When Progress Looks Messy
One of the most counterintuitive things about training is this:
progress often looks messier before it looks cleaner.
As dogs gain confidence, they try things. As expectations shift, they experiment. As environments become more stimulating, behaviors can get louder, faster, or less polished — not because the dog is “forgetting,” but because the situation is asking more of them.
This is especially true when emotional regulation is part of the picture.
A dog learning to stay under threshold doesn’t suddenly become calm everywhere. They oscillate. They succeed, then struggle, then succeed again. Their nervous system is practicing flexibility, not perfection.
The mess isn’t a setback.
It’s information.
Exposure Isn’t Regression
There’s a familiar moment many people hit in training. Things feel good, so they widen the circle: new places, more distractions, higher expectations.
And then — suddenly — the dog looks like they’ve forgotten everything.
What’s really happening is exposure.
The skill didn’t disappear. It just hasn’t been practiced in this context yet. Progress didn’t reverse — the environment advanced faster than the behavior.
That’s not a reason to scrap the plan. It’s a cue to slow the picture back down and rebuild where you are.
Plateaus Aren’t Wasted Time
Not all non-linear progress looks dramatic. Sometimes it looks like nothing much at all.
Weeks where things feel flat. Sessions that don’t sparkle. Repetition without obvious payoff.
Plateaus are uncomfortable because they don’t offer feedback.

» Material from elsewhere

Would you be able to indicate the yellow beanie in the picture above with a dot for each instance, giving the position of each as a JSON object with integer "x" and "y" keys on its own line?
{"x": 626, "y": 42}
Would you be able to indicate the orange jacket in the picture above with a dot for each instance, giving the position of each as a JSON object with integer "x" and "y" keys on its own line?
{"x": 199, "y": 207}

But they’re often where consolidation happens — where skills stabilize and patterns quietly wire together.
You don’t always see it happening.
That doesn’t mean it isn’t.
Rushing through plateaus creates fragile behavior. Staying with them builds depth.
The Cost of Expecting Perfection
When we expect smooth, predictable progress, every wobble feels personal.
We start questioning our timing, our consistency, our dog — and that pressure leaks into training whether we want it to or not. Dogs notice heavy expectations. They feel urgency, tension, and disappointment even when we’re trying to hide it.
Ironically, the more we push for clean progress, the harder learning becomes.
Letting go of the straight-line expectation isn’t about lowering standards. It’s about creating enough room for learning to happen without pressure.
What Progress Looks Like When You Zoom Out
If you zoom out far enough, progress does have a direction.
It shows up as:
faster recovery after excitement
shorter spirals instead of long ones
more frequent moments of connection
easier reorientation after mistakes
Not perfect behavior.
More resilience.
Those changes are subtle when you’re living inside them. They accumulate quietly, often noticed only in hindsight.
A Better Question
When things feel messy, instead of asking “Why is this going backward?” try asking:
What’s harder right now?
What changed in the environment?
What might my dog be processing?
What support would make this easier?
Those questions keep you in curiosity instead of judgment.
And curiosity is where good training lives.
The Long View
If you’re in a dip right now, it doesn’t mean you missed your chance. If something feels harder than it did last week, it doesn’t erase the work you’ve done.
Learning unfolds over time, not in straight lines.
Progress isn’t linear.
It never was.
And once you stop expecting it to be, training gets quieter, steadier, and a whole lot kinder — for both ends of the leash.